Cyrus Hall McCormick, Robert's eldest son in a family of eight children, was born at Walnut Grove, February 15, 1809, the very year to which is commonly assigned the latter's first attempt at a mechanical reaper. The boy was carefully reared to be a practical farmer; but it was evident that in his case, as in his father's, the carpenter and blacksmith shops were more attractive to him than the

open fields. He had clearly inherited his parent's inventive qualities, and was destined far to surpass him — indeed, to become one of the greatest figures in the industrial history of the world.

In

When but fifteen years of age this ingenious Scotch-Irish lad made a distinct improvement in the grain cradle. the same year he, like his father, invented a hillside plow; a few seasons later supplanting it with a self-sharpening, horizontal plow, claimed to be the first of this character to be introduced.

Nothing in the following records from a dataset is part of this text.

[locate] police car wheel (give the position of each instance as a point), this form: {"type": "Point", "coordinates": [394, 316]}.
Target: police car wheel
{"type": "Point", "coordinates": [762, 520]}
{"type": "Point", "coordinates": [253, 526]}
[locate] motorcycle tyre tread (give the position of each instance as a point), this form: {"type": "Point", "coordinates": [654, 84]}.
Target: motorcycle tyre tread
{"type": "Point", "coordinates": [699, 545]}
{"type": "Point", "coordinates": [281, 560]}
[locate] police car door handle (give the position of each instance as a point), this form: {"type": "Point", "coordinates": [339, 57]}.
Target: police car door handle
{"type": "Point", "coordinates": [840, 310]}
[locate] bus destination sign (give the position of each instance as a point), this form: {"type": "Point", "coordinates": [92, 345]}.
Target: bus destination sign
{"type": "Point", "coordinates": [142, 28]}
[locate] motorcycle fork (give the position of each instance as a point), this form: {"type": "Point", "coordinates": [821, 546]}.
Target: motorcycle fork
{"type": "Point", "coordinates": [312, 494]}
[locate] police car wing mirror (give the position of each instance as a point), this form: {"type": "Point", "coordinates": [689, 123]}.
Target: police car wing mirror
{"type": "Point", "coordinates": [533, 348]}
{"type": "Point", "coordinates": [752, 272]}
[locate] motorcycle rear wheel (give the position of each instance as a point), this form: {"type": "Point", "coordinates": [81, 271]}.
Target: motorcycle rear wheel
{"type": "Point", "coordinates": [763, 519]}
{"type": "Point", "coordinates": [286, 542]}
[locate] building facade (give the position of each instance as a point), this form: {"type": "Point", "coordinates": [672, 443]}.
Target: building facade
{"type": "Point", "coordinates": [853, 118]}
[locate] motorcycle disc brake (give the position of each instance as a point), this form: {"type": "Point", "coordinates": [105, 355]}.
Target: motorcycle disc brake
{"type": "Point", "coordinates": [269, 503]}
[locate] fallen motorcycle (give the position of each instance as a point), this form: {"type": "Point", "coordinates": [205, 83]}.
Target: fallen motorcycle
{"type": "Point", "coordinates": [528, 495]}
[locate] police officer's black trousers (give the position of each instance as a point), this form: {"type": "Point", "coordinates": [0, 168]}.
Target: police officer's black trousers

But Cyrus McCormick's greatest contribution to agricultural economics was yet to come. The father's reaping machine, standing outside the blacksmith shop on the home farm, had from the year of his birth been to him a familiar and alluring spectacle. His imagination was early fired with a desire to conquer the great practical difficulties of mechanical reaping. When the father finally acknowledged himself defeated, Cyrus took up the problem on his own account. Later in that same summer of 1831, when but twenty-two years of age, young McCormick constructed a machine essentially unlike any mechanism proposed by his father or any others who had before undertaken the task. He immediately demonstrated by practical tests that the successful type had thus been created; and he never departed from that type, in conformity wherewith all success in this art has since proceeded.

The immense significance of this event may be realized when we remember that since man began to practice the arts of agriculture, the grain harvest has been one of his chiefest concerns. There is nearly always abundant time in which to plant and to cultivate; but from its having to be cut when in a certain stage of ripeness, at the risk of losing the crop, the harvesting of grain is confined to a few days generally not to exceed ten. The amount of grain, therefore, which a husbandman may successfully raise, obviously is dependent on the quantity which he may garner with the means available during this brief season.